By Juma Nsamba
Uganda’s creative industry has been handed three things in the 2026/27 Budget: money, legal protection and a promised home.
Finance Minister Henry Musasizi said government has provided Shs33 billion to establish a revolving fund for musicians and other creatives. The money is meant to support enterprise growth and job creation in the arts sector.
Part of that money is already moving. By December 2025, about Shs18.99 billion had been disbursed to 50 SACCOs of musicians, benefiting 3,047 individuals. Of those, 62 percent are youth and 43 percent are women.
The message is clear: artists who want to benefit will have to organise. Government is pushing the sector through SACCOs, not loose handouts. That means groups, records, savings, repayment and formal structures.
For musicians, producers, performers and other creatives, this could open access to cheaper capital for studio work, equipment, events, video production, marketing, transport, costumes and small creative businesses.
The Budget also speaks to copyright. Government says it enacted the Copyright and Neighbouring Rights Amendment Act, 2025 to protect intellectual property and artistic works.
That is where the real money sits. Without copyright enforcement, artists remain famous but broke. Their songs play in bars, taxis, radios, events, adverts and online platforms, but the money does not always return to the creator.
If the law is enforced, it could improve earnings from music, film, photography, comedy, theatre, publishing, digital content and public performances.
Government also says it is finalising the acquisition of a dedicated home for creative artists, to work as a common-user facility for young talents to create wealth and jobs.
That home will matter only if it is functional. Creatives need studios, rehearsal rooms, editing suites, training spaces, performance areas and business support.

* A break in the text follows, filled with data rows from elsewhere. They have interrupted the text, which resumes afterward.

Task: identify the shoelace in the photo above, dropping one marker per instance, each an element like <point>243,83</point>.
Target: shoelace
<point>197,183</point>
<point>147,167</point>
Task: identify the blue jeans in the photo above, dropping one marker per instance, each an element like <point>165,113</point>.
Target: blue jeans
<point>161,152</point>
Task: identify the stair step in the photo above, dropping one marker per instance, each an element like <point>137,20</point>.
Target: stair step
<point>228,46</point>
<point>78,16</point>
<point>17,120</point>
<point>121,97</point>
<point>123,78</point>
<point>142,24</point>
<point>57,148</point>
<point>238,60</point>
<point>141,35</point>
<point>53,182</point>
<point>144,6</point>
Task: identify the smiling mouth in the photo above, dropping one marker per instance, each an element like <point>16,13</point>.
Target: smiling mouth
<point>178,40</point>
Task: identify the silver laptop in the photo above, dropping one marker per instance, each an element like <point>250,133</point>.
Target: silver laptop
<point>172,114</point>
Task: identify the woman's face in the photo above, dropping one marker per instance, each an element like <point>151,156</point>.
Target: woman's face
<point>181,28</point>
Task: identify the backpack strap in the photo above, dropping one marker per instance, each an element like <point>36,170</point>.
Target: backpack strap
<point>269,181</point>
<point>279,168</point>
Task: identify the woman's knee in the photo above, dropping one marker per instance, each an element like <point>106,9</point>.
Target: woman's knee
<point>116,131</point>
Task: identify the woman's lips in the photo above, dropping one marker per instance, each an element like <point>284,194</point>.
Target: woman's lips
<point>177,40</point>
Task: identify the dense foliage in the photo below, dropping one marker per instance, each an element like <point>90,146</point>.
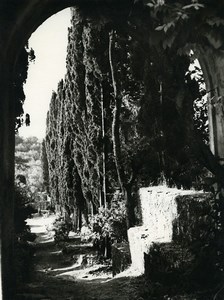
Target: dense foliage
<point>122,117</point>
<point>24,251</point>
<point>28,163</point>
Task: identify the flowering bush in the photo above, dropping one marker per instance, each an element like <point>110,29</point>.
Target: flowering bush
<point>108,226</point>
<point>61,229</point>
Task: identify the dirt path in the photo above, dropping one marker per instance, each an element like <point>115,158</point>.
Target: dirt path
<point>60,276</point>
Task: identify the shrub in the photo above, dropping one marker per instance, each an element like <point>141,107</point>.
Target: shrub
<point>108,226</point>
<point>61,229</point>
<point>24,251</point>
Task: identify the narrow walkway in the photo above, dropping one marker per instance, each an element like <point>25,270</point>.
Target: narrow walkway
<point>64,276</point>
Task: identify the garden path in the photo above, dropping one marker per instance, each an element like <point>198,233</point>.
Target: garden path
<point>65,276</point>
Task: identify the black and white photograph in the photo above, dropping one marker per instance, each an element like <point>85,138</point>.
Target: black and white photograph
<point>111,150</point>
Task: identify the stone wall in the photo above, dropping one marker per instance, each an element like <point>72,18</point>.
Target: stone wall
<point>159,211</point>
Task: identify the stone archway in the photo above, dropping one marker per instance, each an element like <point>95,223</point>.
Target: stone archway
<point>19,21</point>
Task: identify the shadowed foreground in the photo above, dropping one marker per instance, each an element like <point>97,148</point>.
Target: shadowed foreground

A building without equipment will not change much.
The creative sector has also been placed under the wider Science, Technology, Innovation, ICT and Creative Industries budget, which gets Shs1.140 trillion in FY2026/27. The priorities include commercialising innovations, expanding digital infrastructure, growing business process outsourcing, expanding free-to-air TV signal and strengthening intellectual property protection.

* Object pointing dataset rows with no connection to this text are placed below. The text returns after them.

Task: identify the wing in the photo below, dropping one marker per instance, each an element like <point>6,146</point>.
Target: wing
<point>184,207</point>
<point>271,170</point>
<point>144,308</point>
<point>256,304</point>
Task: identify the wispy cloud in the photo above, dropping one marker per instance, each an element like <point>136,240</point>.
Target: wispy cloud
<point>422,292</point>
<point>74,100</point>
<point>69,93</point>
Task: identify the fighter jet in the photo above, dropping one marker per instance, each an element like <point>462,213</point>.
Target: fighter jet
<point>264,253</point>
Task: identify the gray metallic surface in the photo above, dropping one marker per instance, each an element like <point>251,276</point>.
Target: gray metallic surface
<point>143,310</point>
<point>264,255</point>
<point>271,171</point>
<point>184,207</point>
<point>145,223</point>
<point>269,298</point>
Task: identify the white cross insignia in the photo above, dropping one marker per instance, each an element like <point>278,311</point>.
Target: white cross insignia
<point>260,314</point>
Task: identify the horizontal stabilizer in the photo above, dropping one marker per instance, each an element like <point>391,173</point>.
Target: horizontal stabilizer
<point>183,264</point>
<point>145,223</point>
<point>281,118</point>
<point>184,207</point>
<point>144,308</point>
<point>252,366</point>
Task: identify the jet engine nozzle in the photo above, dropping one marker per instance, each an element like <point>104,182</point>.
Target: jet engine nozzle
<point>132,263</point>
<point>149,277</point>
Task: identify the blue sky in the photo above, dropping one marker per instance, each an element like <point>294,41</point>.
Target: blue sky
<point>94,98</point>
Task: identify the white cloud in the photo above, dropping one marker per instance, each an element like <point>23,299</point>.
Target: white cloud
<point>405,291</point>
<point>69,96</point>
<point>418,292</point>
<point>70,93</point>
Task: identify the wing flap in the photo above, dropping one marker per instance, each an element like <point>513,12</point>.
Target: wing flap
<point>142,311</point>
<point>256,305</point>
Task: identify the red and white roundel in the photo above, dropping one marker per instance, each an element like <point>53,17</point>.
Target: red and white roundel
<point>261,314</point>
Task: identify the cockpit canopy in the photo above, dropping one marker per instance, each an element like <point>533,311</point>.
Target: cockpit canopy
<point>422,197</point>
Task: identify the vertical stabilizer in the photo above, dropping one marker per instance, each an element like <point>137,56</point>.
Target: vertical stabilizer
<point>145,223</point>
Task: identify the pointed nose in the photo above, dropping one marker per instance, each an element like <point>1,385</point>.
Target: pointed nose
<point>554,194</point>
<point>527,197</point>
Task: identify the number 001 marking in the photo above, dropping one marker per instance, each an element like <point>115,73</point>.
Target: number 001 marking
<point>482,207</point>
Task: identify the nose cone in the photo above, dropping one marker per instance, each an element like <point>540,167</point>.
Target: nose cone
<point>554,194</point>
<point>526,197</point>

This is important because the creative economy is now tied to phones, internet, mobile money, streaming, advertising and digital platforms. Uganda has 18.5 million active mobile internet subscriptions, 20 million smartphones on networks and 36.7 million active mobile money accounts.
A singer can sell tickets by mobile money. A comedian can fill a show from TikTok. A filmmaker can publish online. A photographer can sell campaigns to brands. A content creator can earn from advertising. The Budget is beginning to recognise that this is business, not just entertainment.